The mechanization of Agriculture
Ex-Holt Engineer-Service Man Looks Back Half a Century from his California Ranch to Recall History as he Helped Write it in Steam and Gas Tractors.
(Ed. Note: We are always more than pleased to get an article from the Agricultural Historian, F. Hal Higgins. We are happy to present Hal's letter and article.
Having uncovered this key personality, Paul Weston, recently in Stockton where he is enjoying the mellow years of one of the most important lives in the mechanization of Agriculture, heavy construction, road buildings, etc., I thought your readers might like to meet him through your columns. You know, of course, that today the old Holt firm he was with in this frontier selling-servicing is one of the main roots of the Caterpillar Tractor Company, whose crawlers have gone to two world wars and revolutionized land war strategy as a mere side issue in defense of their country from their regular jobs of farming, road building, oil field developing, etc.

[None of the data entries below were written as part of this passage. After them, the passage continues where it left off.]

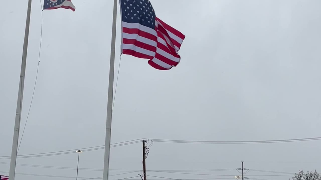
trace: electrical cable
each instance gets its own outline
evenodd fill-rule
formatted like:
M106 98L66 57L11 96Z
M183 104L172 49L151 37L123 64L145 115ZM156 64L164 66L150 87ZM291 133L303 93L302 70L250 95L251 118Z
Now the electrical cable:
M197 144L252 144L260 143L286 143L321 140L321 137L291 139L275 140L266 140L260 141L188 141L174 140L170 139L150 139L155 142L172 143L189 143Z

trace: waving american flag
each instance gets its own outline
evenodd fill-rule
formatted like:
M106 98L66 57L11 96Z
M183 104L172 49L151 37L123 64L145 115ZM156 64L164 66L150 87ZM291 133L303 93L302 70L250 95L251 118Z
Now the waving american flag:
M0 180L8 180L9 179L9 176L3 175L0 175Z
M180 60L178 53L185 36L156 17L148 0L120 0L123 53L149 60L167 70Z
M55 9L58 8L70 9L75 11L76 7L71 0L44 0L44 9Z

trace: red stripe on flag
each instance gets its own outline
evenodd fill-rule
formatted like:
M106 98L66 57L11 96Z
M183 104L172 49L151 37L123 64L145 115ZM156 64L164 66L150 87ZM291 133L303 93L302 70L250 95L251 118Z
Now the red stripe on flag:
M178 64L178 62L175 62L159 54L158 53L156 53L156 54L155 55L155 58L158 59L163 62L164 62L165 63L166 63L167 64L170 65L171 66L176 66Z
M174 49L174 48L173 47L170 45L167 42L167 41L166 41L166 39L164 37L164 36L163 35L163 34L161 33L161 32L159 31L157 31L157 36L158 36L159 37L162 38L162 39L163 39L163 40L165 41L165 42L166 43L166 45L165 45L162 43L160 43L160 44L166 47L166 49L168 49L170 52L172 53L176 53L176 51L175 51L175 49ZM159 42L157 42L158 46L159 45L159 45L158 44L159 44ZM163 49L163 50L164 50L164 49Z
M155 63L155 62L152 61L151 60L150 60L148 61L148 64L152 66L152 67L155 68L155 69L157 69L158 70L167 70L170 69L167 69L162 67L160 66L157 64Z
M178 42L176 40L174 39L173 39L172 38L170 37L170 36L169 36L169 35L168 34L168 33L167 32L167 31L166 30L166 29L165 29L165 28L164 27L160 25L159 24L158 27L157 28L157 29L158 30L159 30L162 33L164 34L164 35L166 36L166 37L169 39L170 41L171 42L172 42L174 45L177 46L178 48L180 47L181 45L179 43L178 43ZM157 32L158 34L158 32ZM166 39L164 39L164 40L165 40L165 41L166 41L167 43L168 43L168 42L167 42L167 41L166 40ZM172 46L172 45L169 45L171 47ZM173 47L173 48L174 48L174 47ZM176 53L176 51L175 51L175 49L174 49L174 51L173 52Z
M143 37L151 40L157 41L157 37L155 36L142 31L139 29L128 28L123 27L123 32L128 34L135 34L140 36Z
M134 45L135 46L147 49L153 52L156 52L156 47L150 45L140 41L139 41L136 39L130 39L126 38L123 38L123 43L124 44L129 44Z
M123 53L125 54L132 55L135 57L143 59L152 59L154 58L154 57L151 56L149 56L144 54L141 53L138 53L131 49L123 49Z
M173 27L170 26L169 25L165 23L163 21L160 19L159 18L156 17L155 18L155 20L156 20L159 21L160 23L161 23L162 25L164 26L164 27L166 29L168 30L169 31L170 31L170 32L173 34L175 34L177 36L179 37L181 39L182 39L183 40L185 39L185 36L182 33L177 30L176 29L174 29Z

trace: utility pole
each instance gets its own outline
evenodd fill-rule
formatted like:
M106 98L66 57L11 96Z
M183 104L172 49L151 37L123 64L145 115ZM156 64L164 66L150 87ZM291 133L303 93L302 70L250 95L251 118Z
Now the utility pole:
M146 162L145 160L146 159L146 146L145 145L146 140L143 140L143 170L144 173L144 180L147 180L146 179Z
M249 169L247 169L246 168L244 168L244 166L243 165L243 163L244 162L244 161L242 161L242 168L238 168L237 169L236 169L236 170L238 171L238 172L239 173L241 173L241 172L239 171L239 170L242 170L241 176L235 176L235 178L236 178L236 179L237 179L238 180L239 180L239 179L241 179L241 178L242 178L242 180L244 180L244 179L248 180L249 179L249 178L248 177L246 177L244 176L244 170L246 170L246 171L247 171L246 172L246 173L247 172L248 172L248 171L249 171L250 170Z

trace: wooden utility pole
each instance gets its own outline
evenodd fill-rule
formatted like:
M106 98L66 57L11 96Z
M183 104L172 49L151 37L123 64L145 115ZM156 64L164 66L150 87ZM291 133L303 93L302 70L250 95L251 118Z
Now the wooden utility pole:
M146 159L146 147L145 145L145 140L143 140L143 166L144 173L144 180L147 180L146 179L146 162L145 160Z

Paul E. Weston, caught in his colorful Pendleton shirt at his home in Stockton, Calif., on Sept. 11, 1952, just as he arrived from the first snow in the Sierras on a vacation weekend at Lake Tahoe. Now past 70, the man who lost a finger in the first Holt Steam Caterpillar in trials on the Holt farm west of Stockton, and then was sent to the Mojave desert in California to demonstrate and sell the engineers on the Los Angeles Aqueduct that this new style tractor could beat mules in freighting equipment and supplies to the construction camps building the system to bring water to lusty growing Los Angeles. Weston now lives in a huge mansion on a corner in Stockton, manages his 500-acre ranch east of the city, and does a No. 1 Citizen job of heading the Stockton City Port Commission without pay. (Photo by F. Hal Higgins)
I tried to give your readers a bit of personality in this place in order to try to get over to them the kind of men it took to win this frontier in Agriculture and make it blossom to support the big populations that have come in since. Also, maybe it will help the fellows from the level corn, cotton and wheat belts to understand why and how the crawler, or track type, tractor developed. It went where wheels wouldn't because of soft, sandy, steep, frozen terrain. The idea is as old as wheels on tractors, of course, as Edge worth in England got a track patent for steam engines as early as 1770 and spend 20 years developing his crawler engine 'to perfection'. But not till Lombard in Maine in 1901 patented his 'Steam Logging Machine' did it get to much practical application in spite of wars and big development outfits giving it trials and boosts from time to time from the Crimean War of the mid-50's on to modern times. Minnis and Parvin of Pennsylvania both gave the track type idea for 'steam plows' a lot of time, labor and publicity soon after the Civil War. Minnis gave Iowa a big show late in 1869 in breaking up a lot of virgin pasture within sight of the new Iowa Agricultural College at Ames. Parvin appeared both in Illinois and California from 1871 to 1873 and progressed as far as exhibits at Illinois State Fairs, factory in Illinois and at least one sale in California for land breaking. They were just too far ahead of Metallurgy and farm capital, however.
To those who take too seriously the words of a song, 'Till The Sands of the Desert Grow Cold', this scene from the historic and revolutionary Los Angeles Aqueduct construction job is a reminder that it could and did get bitterly cold in winter, especially in the mountain altitudes where the Holt Caterpillar hauled equipment and materials up steep grades and over waterless areas to cut costs of freighting and start the 'big un-hitch' of animal power in favor of mechanical power for freighting over rail-less areas in heavy construction. (Photo from F. Hal Higgins)
I'll soon give you a short letter and copies of old logging pictures I gathered up the other day when Lloyd Burr and I took a day off and went up to Angels Camp to see the big logging Best and that old threshing you used on your cover a year or more ago when we were arguing over its pedigree. B. B. Brown could not get away to help us, but I will have him look over my pictures of both sides and see if he still sticks to his Owens, Lane & Dyer in identification. Your correspondent from Florida backed up Brown on this, I recall. Now we will try to clinch or disprove their verdicts.